Le crépuscule tombe sur la route et la lune, en son premier quartier, marque ce vendredi d’une faucille islamique dans le ciel. Nous nous arrêtons quelques instants à Shitral voir une pierre gravée par les pèlerins bouddhistes du 4ème siècle. On distingue sur la pierre un grand Bouddha en lotus, un arbre de vie, et une curieuse pyramide. Quatre enfants poussiéreux et dépenaillés nous tendent la main au sortir du bus. Ils ont de 5 à 8 ans et de longs cils merveilleux. Après cet intermède, le souple bus Toyota reprend la route dans la nuit. Il négocie les virages, croise les camions afghans décorés comme des navires de haute mer, tous feux multicolores allumés, restant plein phares jusqu’au dernier moment. Les camions ont des feux rouges et verts placés comme sur les bateaux, à bâbord et tribord. L’intérieur est aussi décoré que l’extérieur. On le voit mal de jour mais, la nuit, une ampoule rouge illumine parfois la cabine. J’ai même vu un camion portant une décalcomanie de pare-brise qui semblait faire éclater la vitre, ainsi éclairé de l’intérieur.
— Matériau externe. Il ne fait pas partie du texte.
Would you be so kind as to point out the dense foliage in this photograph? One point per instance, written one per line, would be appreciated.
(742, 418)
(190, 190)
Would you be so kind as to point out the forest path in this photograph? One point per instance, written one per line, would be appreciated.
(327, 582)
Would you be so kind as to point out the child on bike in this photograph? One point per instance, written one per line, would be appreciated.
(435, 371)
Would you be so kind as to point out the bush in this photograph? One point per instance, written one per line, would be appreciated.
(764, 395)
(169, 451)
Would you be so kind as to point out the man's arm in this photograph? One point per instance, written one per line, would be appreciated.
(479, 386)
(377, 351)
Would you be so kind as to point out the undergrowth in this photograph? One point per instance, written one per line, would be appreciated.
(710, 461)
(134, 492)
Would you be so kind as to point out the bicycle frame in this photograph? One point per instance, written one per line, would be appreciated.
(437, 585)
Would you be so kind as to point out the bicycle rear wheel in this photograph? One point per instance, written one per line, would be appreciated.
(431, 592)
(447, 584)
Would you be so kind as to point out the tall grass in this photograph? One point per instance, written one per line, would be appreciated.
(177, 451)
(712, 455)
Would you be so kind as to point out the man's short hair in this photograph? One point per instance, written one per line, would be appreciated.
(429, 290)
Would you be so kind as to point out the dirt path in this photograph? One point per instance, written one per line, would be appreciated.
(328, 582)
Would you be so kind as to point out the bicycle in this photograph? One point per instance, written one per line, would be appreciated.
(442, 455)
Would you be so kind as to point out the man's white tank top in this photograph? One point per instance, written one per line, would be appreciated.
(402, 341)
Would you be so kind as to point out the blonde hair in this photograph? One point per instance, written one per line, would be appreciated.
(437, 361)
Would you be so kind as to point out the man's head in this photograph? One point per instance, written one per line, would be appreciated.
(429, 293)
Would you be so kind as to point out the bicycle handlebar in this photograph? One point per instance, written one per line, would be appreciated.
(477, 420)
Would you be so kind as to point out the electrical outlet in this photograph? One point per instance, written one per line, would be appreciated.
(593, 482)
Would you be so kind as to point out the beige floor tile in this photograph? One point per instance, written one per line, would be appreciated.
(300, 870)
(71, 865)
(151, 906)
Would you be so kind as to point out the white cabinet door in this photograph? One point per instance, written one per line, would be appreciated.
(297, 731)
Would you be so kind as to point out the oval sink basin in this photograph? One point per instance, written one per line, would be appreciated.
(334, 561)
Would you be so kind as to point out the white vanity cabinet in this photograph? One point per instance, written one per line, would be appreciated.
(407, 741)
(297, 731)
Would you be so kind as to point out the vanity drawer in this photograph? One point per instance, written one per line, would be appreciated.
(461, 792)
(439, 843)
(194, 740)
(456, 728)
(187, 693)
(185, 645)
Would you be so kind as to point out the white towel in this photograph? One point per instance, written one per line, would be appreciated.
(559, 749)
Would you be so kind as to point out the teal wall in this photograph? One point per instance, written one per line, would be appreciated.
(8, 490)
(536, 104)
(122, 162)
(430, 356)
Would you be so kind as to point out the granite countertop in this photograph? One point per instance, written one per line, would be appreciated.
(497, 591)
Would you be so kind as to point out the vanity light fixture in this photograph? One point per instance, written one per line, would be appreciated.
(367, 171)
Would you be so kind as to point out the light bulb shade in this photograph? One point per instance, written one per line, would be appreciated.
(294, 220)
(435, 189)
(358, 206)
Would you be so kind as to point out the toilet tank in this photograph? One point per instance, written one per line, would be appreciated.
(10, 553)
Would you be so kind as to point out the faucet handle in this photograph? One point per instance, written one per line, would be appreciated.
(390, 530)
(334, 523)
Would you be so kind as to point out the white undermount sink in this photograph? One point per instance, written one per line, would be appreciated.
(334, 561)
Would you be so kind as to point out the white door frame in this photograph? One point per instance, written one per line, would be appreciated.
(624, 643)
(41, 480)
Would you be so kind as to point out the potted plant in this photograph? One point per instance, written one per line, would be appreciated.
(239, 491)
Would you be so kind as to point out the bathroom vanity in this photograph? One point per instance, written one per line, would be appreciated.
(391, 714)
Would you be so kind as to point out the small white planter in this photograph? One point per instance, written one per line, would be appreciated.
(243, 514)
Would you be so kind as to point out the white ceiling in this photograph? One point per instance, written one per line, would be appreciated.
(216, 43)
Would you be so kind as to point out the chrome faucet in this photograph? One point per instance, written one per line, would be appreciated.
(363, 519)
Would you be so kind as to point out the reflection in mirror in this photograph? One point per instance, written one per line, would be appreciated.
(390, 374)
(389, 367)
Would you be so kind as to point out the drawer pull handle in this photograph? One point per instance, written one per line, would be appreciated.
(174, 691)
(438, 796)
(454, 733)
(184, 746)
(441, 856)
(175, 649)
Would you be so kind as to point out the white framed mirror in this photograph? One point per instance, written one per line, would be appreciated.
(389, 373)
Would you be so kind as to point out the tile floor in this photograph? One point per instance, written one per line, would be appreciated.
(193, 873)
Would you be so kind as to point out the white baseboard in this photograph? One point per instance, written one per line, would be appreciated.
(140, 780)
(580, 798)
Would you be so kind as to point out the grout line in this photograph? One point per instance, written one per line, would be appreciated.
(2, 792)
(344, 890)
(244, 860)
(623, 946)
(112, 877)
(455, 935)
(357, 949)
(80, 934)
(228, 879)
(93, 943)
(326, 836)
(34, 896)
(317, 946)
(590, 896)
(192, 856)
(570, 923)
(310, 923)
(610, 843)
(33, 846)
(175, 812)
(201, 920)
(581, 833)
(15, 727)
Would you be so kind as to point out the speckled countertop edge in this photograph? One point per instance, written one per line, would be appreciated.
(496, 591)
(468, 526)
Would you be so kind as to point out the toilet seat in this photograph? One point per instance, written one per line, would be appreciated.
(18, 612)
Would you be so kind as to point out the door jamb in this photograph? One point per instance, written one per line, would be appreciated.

Les châteaux décorés, montés en bois au-dessus des cabines, sont comme des palanquins d’éléphant. Notre bus freine souvent, avant les sautes du macadam emporté par les éboulements. Malgré ces à-coups nous somnolons tous un peu ; il est largement l’heure habituelle de notre coucher quotidien. Mais nous ne sommes pas les seuls, Ali Shah n’est plus attentif à la route mais affalé sur son strapontin, déchaussé, calé entre la porte et le siège, la tête roulant sur l’épaule du mâle d’à côté. Puritain comme on l’est à 14 ans, jamais il ne se serait assis à côté d’une femme !

Nous parvenons à Besham, l’étape enfin, vers 22 heures 30. Nous sommes redescendus à 785 mètres et il fait étouffant pour nous qui sommes habitués désormais aux hautes altitudes.